Глава 1

Он вышел с поезда и огляделся. Малюсенькая станция находилась в жутком запустении. Разбитые донельзя старые бетонные плиты, на которых арматура была лишь местами слегка прикрыта бетоном, пара остовов бывших лавочек да полуразрушенное здание железнодорожного вокзала, крыша которого, покрытая древним, поросшим лишайниками и весело зеленеющим мхом шифером того и гляди рухнет вовнутрь – вот и весь вокзал. Сорные травы, окружающие это великолепие, кажется, никогда не встречались не то что с косой, но даже с простой палкой. Росли себе свободно там, где им нравилось, приминаемые ногами редких прохожих, которым, похоже, было абсолютно все равно, что и когда рухнет. Дойдя до вокзала, он посмотрел на старый ржавый замок на рассохшихся, потрескавшихся дверях, вздохнул и пошел вокруг вокзала на площадь. Как ему объяснили, с площади до деревеньки, где ему предстояло служить, ходил автобус. Оттуда же можно было добраться и до администрации района.

Так называемая площадь вольготно раскинулась за старыми, в два обхвата, скрипящими от каждого ветра вязами, растущими за вокзалом. Была она в чуть меньшем запустении, и даже на разбитом асфальте кое-где мелькали заботливо засыпанные гравием и залитые битумом очевидно особо опасные дыры. Площадь была окружена деревянными домишками, двухэтажными, неказистыми, покосившимися, вросшими в землю по самые окна и покрашенными давно облезшей, но местами еще державшейся на стенах крупными чешуйками краской, отчего дома казались больными старичками, присевшими на завалинки погреть в первых горячих весенних лучах старые косточки.

Поинтересовавшись у прохожих, с любопытством оборачивавшихся на священника с дорожной сумкой и чемоданчиком, как добраться до администрации, он отправился по указанному адресу.
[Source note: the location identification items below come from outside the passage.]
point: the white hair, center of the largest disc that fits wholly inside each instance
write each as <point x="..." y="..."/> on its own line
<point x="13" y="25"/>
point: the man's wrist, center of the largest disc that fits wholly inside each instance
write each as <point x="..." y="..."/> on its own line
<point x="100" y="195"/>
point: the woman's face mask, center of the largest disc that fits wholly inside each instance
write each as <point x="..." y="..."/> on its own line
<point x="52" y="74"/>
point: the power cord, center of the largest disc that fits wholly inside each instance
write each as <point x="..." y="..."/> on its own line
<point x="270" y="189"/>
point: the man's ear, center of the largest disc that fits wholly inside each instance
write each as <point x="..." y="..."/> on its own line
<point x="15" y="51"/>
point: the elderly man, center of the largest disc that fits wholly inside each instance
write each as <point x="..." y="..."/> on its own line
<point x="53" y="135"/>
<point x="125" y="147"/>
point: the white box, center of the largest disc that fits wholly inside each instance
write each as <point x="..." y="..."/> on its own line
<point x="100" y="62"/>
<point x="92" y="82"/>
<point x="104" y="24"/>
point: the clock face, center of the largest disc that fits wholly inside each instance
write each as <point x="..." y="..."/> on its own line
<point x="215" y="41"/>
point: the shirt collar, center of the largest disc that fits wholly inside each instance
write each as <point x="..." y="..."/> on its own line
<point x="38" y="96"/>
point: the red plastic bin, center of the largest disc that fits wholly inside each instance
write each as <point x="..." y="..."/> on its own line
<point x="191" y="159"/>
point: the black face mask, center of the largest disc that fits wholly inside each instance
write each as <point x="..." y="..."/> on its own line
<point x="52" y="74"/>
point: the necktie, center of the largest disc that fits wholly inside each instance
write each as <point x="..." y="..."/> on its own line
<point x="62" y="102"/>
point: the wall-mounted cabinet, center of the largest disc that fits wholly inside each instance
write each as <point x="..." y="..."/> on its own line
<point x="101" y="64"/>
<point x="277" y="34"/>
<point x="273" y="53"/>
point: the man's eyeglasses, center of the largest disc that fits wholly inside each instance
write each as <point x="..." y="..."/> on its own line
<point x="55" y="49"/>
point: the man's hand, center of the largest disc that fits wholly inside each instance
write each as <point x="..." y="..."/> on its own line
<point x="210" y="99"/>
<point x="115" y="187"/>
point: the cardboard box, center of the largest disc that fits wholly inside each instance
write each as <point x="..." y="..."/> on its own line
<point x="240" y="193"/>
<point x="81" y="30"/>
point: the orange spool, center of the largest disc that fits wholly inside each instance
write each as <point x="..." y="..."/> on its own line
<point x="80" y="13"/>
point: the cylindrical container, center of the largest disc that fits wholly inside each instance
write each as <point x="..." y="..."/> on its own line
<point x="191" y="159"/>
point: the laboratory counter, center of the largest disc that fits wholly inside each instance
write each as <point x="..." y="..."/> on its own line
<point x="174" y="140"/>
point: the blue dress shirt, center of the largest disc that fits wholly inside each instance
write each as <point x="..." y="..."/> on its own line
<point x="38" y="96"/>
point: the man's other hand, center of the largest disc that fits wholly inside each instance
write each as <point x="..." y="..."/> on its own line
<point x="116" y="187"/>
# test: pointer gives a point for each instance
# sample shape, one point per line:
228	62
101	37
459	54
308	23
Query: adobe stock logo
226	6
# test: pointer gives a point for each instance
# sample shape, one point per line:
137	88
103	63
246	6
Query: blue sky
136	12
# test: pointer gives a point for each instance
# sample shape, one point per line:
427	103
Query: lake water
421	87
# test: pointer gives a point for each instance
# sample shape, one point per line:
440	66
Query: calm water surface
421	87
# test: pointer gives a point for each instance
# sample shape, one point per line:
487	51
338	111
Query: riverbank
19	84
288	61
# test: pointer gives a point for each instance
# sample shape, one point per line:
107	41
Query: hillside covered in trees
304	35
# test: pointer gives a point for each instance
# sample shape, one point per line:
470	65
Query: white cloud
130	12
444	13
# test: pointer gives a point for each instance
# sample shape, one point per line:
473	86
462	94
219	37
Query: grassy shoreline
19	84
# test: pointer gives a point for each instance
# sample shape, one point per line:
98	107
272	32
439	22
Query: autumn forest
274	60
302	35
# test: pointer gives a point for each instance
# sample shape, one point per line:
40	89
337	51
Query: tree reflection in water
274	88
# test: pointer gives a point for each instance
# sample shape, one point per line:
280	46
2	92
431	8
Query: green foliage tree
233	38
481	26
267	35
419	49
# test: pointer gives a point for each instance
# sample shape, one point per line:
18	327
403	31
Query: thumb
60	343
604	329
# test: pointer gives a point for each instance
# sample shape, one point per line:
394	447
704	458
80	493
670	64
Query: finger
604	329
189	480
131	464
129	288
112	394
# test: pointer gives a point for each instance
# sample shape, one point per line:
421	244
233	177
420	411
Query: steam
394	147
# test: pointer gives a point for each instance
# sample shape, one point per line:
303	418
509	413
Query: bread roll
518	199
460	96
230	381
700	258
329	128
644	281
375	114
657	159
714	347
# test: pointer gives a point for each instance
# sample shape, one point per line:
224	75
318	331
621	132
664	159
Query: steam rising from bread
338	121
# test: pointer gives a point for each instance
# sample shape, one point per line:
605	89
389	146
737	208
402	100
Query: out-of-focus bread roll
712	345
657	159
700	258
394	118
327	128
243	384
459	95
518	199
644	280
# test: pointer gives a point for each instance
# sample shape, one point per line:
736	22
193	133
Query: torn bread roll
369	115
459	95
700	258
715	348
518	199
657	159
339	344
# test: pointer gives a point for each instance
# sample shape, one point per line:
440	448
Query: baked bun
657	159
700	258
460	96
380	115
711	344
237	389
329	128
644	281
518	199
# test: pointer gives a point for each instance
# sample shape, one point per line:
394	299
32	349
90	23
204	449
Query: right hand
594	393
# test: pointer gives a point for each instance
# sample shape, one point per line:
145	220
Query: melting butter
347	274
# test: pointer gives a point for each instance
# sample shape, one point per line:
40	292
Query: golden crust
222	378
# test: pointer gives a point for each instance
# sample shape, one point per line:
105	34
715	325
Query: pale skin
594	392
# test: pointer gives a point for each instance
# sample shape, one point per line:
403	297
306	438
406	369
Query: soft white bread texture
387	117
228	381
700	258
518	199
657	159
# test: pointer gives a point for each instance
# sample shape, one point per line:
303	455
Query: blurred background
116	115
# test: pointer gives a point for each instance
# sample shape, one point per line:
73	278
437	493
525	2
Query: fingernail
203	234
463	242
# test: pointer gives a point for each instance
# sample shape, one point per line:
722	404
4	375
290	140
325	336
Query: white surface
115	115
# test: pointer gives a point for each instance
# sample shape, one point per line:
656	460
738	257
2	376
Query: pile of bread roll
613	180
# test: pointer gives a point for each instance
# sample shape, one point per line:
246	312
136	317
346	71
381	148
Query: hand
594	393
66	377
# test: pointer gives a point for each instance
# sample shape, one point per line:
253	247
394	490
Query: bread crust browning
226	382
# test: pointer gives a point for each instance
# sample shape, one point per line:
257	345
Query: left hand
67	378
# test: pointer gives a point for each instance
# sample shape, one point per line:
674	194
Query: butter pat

Центр Алуханска выглядел значительно лучше станции – пятиэтажные панельные дома соседствовали со старинными двухэтажными каменными с арочными большими окнами. Летом здесь наверняка было очень красиво – очарование старинных зданий подчеркивалось вековыми деревьями, раскинувшими свои широкие, разросшиеся кроны над центральной площадью. Асфальт здесь, в отличие от станции, был относительно новым, лишь в нескольких местах сверкая более темными заплатками. Возле небольшого скверика, выложенного вытертой бесчисленными ногами тротуарной плиткой, под сенью вековых деревьев стоял памятник Ленину. Широкая дорожка с белыми бордюрами вела к старинному двухэтажному зданию, сверкавшему белизной. Рассудив, что это и есть местная администрация, Илия направился к нему.
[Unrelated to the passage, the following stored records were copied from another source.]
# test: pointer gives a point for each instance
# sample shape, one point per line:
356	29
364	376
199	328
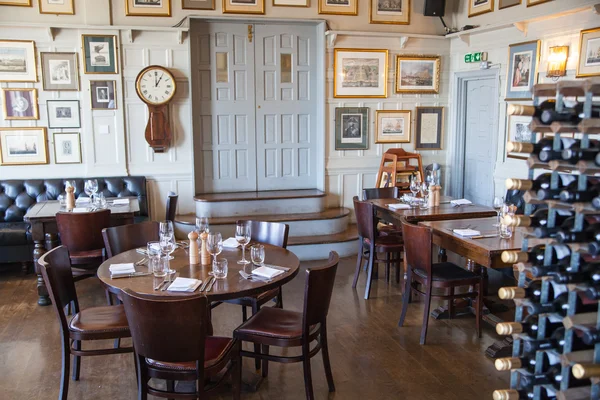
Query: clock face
156	85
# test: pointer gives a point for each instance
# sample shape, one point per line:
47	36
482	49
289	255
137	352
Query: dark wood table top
232	287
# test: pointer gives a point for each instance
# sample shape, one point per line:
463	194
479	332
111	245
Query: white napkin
231	243
267	272
466	232
184	285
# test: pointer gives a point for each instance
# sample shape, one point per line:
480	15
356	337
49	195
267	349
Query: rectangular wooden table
44	232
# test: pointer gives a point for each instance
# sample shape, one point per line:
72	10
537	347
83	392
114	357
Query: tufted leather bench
17	196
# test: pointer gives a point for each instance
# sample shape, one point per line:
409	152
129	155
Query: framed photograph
351	128
418	74
17	61
20	103
63	114
429	128
478	7
338	7
589	53
392	126
389	12
60	71
502	4
103	95
67	148
148	8
518	131
56	7
99	54
198	4
23	146
360	73
523	59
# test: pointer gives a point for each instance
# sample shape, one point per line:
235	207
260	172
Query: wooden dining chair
445	275
285	328
171	344
370	244
81	233
94	323
119	239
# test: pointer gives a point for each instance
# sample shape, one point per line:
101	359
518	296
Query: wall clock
156	86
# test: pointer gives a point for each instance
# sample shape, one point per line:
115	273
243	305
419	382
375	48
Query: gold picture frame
23	148
393	126
588	63
140	8
377	16
484	7
408	65
347	63
19	106
243	7
338	7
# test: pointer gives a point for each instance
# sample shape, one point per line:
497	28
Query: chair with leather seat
94	323
370	244
171	343
81	233
285	328
446	275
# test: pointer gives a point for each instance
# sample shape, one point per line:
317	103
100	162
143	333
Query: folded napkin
267	272
466	232
231	243
184	285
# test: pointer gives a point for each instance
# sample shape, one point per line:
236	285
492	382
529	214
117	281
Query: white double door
257	114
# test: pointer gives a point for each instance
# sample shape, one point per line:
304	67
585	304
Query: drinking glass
257	254
242	235
220	269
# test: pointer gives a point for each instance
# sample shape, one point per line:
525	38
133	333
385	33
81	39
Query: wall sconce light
557	61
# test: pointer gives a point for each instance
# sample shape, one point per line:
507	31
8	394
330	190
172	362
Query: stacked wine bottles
556	333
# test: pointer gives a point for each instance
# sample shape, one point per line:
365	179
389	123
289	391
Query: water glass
257	254
220	269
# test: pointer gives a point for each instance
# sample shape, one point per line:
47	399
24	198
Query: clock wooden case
156	86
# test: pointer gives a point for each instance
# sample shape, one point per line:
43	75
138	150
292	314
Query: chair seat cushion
447	272
100	320
215	348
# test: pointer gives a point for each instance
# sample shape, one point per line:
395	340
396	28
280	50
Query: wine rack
571	358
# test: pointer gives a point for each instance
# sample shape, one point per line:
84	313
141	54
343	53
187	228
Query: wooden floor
371	357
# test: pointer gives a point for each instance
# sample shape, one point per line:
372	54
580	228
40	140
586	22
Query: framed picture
523	59
478	7
518	131
56	7
103	95
502	4
23	146
67	148
198	4
418	74
589	53
392	126
63	114
99	54
148	8
338	7
20	103
360	73
430	128
17	61
389	12
60	71
351	128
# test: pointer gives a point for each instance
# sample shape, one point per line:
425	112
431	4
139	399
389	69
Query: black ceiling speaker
434	8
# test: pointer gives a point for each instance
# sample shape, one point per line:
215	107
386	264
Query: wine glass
242	235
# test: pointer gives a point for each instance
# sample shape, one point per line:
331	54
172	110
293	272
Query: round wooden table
232	287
В администрации его встретили тепло. Мэр города, Сергей Николаевич, долго тряс его руку, рассыпаясь в заверениях, как он счастлив, что церковь наконец-то обратила свое внимание на истинную жемчужину северных земель и решилась на восстановление такого уникального храма. Илия кивал и улыбался. Было видно, что мэр от религии дальше, чем Земля от Кассиопеи, но, как истинный политик, пел рулады так, что соловьи завистливо вздыхали в сторонке.

Наобещав священнику с три короба всевозможную поддержку и внимание в святом деле восстановления христианской реликвии, Сергей Николаевич наконец перешел к делу.

– Мы очень вас ждали! Скажите, а машина у вас есть? А где вы жить собираетесь? Вы часто приезжать сюда будете? – рассыпался в животрепещущих вопросах мэр.

Услышав, что жить и служить Илия собирается на месте, а именно в Ивантеевке, а также тщательно надзирать за разбором завалов и восстановлением храма, равно как и за закупкой и качеством необходимых строительных материалов, мужчина заметно погрустнел.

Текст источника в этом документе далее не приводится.